VICE: How did you originally get into beekeeping?
Officer Darren Mays: Basically, I got into it back in 2008. I had a friend who started taking beekeeping classes. I found it kind of comical, so I called him immediately and laughed at him about it. But he said, “Just wait until you taste the honey I produce.” He shared his honey with me, and it was the sweetest thing in the world. Then my wife bought me a kit that Christmas, and said, “Just give it a shot.”
And how did you join this bee-specific task force? Is it a competitive thing?
What happened was there was always a beekeeper in the department. He retired, and they needed a replacement. So one guy that I used to work with overheard the operations coordinator for the department saying that, so he interjected that he worked with a guy who raised honeybees and would be a good replacement. That lieutenant said, “Have him call me tomorrow,” and I ended up [helping] him to fill that void. Everyone else they knew of were exterminators.

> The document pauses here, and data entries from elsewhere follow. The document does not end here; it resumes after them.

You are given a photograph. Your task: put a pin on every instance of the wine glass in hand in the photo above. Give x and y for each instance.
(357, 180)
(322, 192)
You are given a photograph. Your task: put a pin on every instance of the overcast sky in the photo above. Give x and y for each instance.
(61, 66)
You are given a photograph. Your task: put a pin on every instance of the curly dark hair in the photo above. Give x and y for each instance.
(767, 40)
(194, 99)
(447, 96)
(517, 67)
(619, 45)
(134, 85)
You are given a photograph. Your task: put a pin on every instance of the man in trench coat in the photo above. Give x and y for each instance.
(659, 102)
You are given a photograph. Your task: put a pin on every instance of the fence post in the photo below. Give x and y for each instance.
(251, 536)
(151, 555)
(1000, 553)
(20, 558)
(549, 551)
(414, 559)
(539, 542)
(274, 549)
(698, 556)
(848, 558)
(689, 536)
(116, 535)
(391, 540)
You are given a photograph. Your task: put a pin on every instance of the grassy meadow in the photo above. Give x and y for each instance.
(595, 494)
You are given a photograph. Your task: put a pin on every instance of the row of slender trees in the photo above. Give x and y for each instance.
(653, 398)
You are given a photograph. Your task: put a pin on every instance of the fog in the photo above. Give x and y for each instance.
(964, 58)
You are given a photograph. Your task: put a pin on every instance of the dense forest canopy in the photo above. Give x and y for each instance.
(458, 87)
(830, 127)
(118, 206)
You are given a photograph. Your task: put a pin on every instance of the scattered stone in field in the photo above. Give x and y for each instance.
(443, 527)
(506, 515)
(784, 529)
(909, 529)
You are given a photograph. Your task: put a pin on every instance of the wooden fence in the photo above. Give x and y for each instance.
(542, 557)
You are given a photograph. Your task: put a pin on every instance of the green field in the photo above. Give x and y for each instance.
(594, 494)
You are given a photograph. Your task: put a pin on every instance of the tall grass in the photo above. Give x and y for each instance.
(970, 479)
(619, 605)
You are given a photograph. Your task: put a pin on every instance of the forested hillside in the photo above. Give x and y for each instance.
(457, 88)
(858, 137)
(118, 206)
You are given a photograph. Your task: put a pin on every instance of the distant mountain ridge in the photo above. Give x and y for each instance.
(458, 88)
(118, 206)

How often do you get called away from your regular beat work to jobs related to bees? And what’s the typical call?
Last year, we would get an average of maybe two calls a week. It’s a seasonal thing that lasts anywhere from Mother’s Day to mid or late July. The swarm the other day was an unusual, very late swarm. We’ve gotten some that were like 15,000 bees, which is a good, average size of a swarm. The biggest I’ve had to deal with was 35,000 bees up on Dyckman Street up in the Upper East Side back in 2012 or 2013 maybe.
How do you approach 35,000 bees? Is there anything you do before vacuuming them up?
You just got to monitor them and you got to gently work them slow and methodically. And this is an old thing I learned from the old-timers—you wanna speak to them. Ninety percent of the bees in the hive are females, so you just want to say to them something like, “Good afternoon, ladies. I’m just here to see if you’re doing good. I hope you all work with me today.” And letting them get the scent of you as well. They will attack you if you’re being overly aggressive.
Why do they swarm specific areas? Was the umbrella appealing because it was brightly colored, or was it completely random? Is it just wherever the queen lands, they go?
Some people seem to think it’s the color of it, but there’s no rhyme or reason. If you Google pictures of swarms, you can see they may land on a bicycle that’s parked on the street or onto a car. One thing we’ll never understand as humans is why they swarm where they swarm. It’s definitely wherever the queen lands. She picks a spot, and that’s where they all land temporarily. Then scout bees go out and look for a permanent location. Once they establish the permanent location and all agree to go, that’s when they’ll take off and go again.
Where do the bees go after they get sucked into the bee-vac? Do they become property of the city?
Officer Lauriano took it to an apiary he owns in Long Island. If no one at the scene wants them or claims them at that moment, he has to take sole responsibility to take them in as his own.
Wait, what? Has anyone ever tried to claim a giant swarm of bees?
Not since I’ve been doing it, not since he’s been doing it. No one ever says, “Those are my bees.”
This interview has been edited for length and clarity.